I suppose if you have players like SpuneDagr, you won't have a problem. Such players will enjoy ignoring the charmed, doppelganger situation and keep playing because it's fun - often hamming it up the other way: "Oh, you need some gold and to borrow my super magical item? Of course you can have it if you need it for something" to the Doppelganger.

However, it seems that you have players orientated in the "Us vs. the DM" direction. For such people, D&D is more a competition of wits and less of an opportunity for interesting development. I've played with and DMed both types of players. Trying to enforce things upon the competitive types generally does not work. Unfortunately, the only way to get around it is to outwit them. Have a bigger form of distraction happening while you pass the note for something quite menial: You hand them a piece of paper and ask them to write down their "Handle Animal" check on it for you - the note says "You have been charmed, don't say anything but write down the Handle Animal check anyway."

To make this work, handing out XP bonuses for good role-playing - they will see the charming as an XP gaining exercise - is much better than XP penalties. In my experience, XP penalties never work. You just end up with disgruntled and unmotivated players.

Yep, I prefer a HackMaster type of game where the players have to outwit the DM to survive.
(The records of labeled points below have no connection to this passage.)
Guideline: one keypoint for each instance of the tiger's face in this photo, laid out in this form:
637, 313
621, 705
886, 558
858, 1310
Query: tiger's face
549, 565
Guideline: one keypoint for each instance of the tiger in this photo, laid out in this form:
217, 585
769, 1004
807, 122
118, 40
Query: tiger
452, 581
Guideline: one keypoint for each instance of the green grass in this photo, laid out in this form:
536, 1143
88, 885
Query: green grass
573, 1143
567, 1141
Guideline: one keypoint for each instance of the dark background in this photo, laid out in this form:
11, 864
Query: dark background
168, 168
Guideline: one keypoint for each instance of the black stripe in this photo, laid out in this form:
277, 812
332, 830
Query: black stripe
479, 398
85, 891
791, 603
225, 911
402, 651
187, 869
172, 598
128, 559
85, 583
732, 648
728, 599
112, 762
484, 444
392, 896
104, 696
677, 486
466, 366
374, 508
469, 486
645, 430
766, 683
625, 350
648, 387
My players knows that if I manage to infiltrate the party with something evil, it will ruthlessly kill them. My players are the kind that will gleefully turn on the others. I just have to give them a good enough excuse to do so. ("Its not my fault - I was possessed. I had to kill you.") :D

This happened in the Sunless Citadel. Some little invisible imp (or something, I dont quite remember now) in that module just started speaking psionically to the most alignment challenged pc. He told the pc that the other players were evil. The pc thought the voice in his head were commands from his god. Shortly thereafter the backstabbing began. TPK, but man was it funny.
 

The best way to do it is to take players out of the room when they are alone, and to pass notes to everyone from time to time.

It's a delicate tradeoff, because it means the other players aren't playing while you're out of the room, but it pays off in terms of keeping things secret like charms, dopplegangers, etc.

I think it's a good practice to get into. It's also fun to give info to one player and see how they garble it or selectively parse out the info they want to reveal when they rejoin the group... :)
 

Clueless said:
In the case of a doppleganger taking over a person, he simply flat out didn't tell the guy. The presumption was simple: The doppleganger has a reason for what he's doing. He won't blow his cover or act any differently than the usual PC until he *has* to. Therefore - there's no reason to tell the guy because it'll change his behavior.

The problem with this is that dopplegangers aren't usually capable of all of the things that a PC is capable of.

Generally speaking, in my games, dopplegangers don't choose PC types to replace.

I think it's more fun to have the PC's trying to track down a doppleganger that's loose in a city than for them to be threatened by one in their midst. One is full of action, the other is full of metagaming.